DS1 spectrogram: Structure Before Collapse: Transient semantic geometry in next-token prediction

Structure Before Collapse: Transient semantic geometry in next-token prediction

2606.26749

Authors

Yize Zhao,Isabel Papadimitriou,Christos Thrampoulidis

Abstract

Neural Collapse predicts that balanced one-hot classification pushes model representations to be equally far from each other; a symmetric configuration that depends only on the output label and ignores any semantic similarity in the inputs. This creates a puzzle: next-token prediction language models are trained predominantly (as context length increases) with one-hot labels: the same context is very unlikely to appear twice in training with different labels.

However, they clearly learn latent structural features. That is, despite the one-hot training regime, a language model's contextual embeddings represent the fact that the next word in "Mary broke the ___" is likely to be filled by tokens in the latent classes of a) medium-sized, b) rigid, c) inanimate nouns.

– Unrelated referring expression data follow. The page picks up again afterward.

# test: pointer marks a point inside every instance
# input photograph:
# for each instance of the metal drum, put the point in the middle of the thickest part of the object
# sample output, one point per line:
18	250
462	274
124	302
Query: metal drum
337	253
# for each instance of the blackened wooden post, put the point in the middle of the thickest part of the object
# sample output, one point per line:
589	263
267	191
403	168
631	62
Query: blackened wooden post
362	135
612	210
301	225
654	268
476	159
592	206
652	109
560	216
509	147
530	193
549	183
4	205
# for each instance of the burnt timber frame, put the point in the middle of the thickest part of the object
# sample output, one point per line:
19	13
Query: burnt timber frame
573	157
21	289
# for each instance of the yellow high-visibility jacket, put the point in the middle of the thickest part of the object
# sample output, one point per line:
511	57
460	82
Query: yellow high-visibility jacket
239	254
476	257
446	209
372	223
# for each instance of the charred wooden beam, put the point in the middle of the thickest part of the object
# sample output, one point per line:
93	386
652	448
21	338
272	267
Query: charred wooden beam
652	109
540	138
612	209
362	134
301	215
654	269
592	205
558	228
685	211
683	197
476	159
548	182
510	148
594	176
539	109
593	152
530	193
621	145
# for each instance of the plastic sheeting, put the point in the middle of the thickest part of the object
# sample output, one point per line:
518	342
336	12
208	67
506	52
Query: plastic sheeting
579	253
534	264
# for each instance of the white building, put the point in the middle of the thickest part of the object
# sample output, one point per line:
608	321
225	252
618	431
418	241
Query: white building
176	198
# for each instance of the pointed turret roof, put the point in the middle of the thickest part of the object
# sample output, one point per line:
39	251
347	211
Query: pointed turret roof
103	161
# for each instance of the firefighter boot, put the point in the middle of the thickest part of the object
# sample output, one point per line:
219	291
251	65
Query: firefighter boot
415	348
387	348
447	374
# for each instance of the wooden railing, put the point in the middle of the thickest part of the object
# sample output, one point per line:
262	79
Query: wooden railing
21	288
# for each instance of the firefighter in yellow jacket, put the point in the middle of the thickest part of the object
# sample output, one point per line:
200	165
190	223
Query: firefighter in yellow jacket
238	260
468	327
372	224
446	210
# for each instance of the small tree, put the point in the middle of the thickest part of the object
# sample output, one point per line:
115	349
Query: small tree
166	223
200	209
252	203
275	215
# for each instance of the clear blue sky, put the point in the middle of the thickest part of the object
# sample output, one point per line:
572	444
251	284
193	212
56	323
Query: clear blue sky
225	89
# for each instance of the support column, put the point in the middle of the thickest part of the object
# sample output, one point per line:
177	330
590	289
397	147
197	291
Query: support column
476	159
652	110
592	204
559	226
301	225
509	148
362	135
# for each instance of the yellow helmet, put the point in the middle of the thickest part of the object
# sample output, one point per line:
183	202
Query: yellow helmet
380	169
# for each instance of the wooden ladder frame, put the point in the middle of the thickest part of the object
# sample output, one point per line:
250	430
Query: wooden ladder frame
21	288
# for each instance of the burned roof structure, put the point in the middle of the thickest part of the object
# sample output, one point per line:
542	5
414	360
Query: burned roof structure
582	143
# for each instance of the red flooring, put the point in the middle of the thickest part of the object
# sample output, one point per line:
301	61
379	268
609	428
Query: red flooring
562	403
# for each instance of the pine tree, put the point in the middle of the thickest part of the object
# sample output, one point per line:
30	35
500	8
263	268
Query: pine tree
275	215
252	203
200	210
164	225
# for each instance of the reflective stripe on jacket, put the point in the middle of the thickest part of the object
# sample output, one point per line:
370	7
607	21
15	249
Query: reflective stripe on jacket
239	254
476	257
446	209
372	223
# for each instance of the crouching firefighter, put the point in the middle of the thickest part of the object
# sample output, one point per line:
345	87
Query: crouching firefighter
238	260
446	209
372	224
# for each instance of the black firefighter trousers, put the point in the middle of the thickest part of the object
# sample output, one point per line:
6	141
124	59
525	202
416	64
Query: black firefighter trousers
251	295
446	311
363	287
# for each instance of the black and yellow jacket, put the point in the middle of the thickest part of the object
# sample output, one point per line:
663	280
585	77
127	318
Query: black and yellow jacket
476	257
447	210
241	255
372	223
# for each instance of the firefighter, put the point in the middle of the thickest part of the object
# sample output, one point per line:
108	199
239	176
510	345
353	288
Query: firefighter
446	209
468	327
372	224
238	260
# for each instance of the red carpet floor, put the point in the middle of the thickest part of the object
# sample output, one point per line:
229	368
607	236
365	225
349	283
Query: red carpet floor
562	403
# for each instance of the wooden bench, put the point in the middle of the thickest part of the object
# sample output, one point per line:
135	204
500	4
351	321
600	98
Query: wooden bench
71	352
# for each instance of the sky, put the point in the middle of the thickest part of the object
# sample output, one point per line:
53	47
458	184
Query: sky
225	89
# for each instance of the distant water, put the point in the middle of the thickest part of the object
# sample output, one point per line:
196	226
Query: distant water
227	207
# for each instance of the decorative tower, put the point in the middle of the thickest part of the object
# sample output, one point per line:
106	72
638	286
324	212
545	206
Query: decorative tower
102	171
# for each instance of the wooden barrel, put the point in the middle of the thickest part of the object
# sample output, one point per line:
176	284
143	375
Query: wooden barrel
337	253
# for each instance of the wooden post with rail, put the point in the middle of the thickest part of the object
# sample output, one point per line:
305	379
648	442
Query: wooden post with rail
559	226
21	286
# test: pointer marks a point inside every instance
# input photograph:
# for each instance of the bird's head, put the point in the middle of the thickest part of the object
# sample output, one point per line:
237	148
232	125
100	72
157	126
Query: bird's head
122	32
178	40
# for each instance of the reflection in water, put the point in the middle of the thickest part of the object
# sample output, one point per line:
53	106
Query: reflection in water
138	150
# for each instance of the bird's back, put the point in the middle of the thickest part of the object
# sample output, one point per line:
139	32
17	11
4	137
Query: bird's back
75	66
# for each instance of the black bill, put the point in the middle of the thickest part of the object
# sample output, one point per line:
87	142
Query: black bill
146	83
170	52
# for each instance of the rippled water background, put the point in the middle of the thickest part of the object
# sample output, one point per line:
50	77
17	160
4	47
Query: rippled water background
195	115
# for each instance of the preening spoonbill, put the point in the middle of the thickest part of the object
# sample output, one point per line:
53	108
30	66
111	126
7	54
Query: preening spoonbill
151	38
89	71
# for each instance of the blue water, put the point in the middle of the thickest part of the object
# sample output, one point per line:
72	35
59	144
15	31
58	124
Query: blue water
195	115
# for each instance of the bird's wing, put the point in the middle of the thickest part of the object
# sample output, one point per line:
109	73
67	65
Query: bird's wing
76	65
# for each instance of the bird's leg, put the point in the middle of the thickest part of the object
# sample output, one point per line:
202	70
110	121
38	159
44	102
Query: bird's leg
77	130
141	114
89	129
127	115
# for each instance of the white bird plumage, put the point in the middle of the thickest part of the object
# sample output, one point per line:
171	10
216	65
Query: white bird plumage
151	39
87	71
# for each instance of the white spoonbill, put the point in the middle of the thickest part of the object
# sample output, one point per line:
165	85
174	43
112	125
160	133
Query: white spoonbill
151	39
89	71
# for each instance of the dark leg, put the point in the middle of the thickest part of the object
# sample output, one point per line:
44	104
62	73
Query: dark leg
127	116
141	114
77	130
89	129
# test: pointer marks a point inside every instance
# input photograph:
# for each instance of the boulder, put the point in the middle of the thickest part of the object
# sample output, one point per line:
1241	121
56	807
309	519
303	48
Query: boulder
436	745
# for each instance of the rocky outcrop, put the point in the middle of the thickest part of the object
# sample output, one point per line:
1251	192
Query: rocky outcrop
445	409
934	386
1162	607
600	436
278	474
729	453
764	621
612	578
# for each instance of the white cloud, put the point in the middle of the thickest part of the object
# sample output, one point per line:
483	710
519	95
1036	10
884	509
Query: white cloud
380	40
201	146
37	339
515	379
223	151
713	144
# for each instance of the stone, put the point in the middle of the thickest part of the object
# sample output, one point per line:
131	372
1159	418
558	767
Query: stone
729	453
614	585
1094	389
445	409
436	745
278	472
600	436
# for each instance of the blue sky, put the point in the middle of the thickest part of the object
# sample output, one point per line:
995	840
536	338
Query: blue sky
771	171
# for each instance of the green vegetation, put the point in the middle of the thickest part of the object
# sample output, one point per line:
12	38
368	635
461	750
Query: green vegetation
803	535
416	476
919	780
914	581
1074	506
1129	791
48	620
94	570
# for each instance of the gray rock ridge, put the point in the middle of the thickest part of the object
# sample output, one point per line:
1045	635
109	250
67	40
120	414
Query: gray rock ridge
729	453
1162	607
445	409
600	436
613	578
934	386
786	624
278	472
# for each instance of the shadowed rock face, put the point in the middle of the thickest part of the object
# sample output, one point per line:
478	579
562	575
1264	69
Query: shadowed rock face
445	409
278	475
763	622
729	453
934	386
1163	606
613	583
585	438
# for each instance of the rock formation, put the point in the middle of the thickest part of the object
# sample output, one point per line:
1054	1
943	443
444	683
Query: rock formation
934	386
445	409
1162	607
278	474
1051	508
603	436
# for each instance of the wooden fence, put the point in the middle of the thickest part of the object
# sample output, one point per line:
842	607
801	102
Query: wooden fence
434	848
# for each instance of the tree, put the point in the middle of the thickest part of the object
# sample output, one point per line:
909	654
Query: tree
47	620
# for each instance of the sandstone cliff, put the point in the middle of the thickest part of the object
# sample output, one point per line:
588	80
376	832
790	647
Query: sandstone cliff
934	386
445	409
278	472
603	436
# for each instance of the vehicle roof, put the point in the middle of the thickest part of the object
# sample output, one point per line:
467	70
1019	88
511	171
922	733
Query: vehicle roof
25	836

How does gradient descent find such categorical semantic structure when co-occurrence statistics collapse to one-hot sparsity, eliminating any shared next-tokens among different contexts? To investigate this tension we identify three synthetic controlled settings where inputs have latent semantic factors but are mapped to distinct one-hot labels. We find that semantic geometry emerges early in training, and that representations cluster by shared attributes despite receiving no explicit supervision to do so.

This structure is transient: with sufficient capacity and time, the model eventually reaches the predicted symmetric state where all representations are equally separated. We study this phase transition through Gram matrix analysis and propose a preliminary modification to the commonly used unconstrained features model to capture the emergent semantic geometry.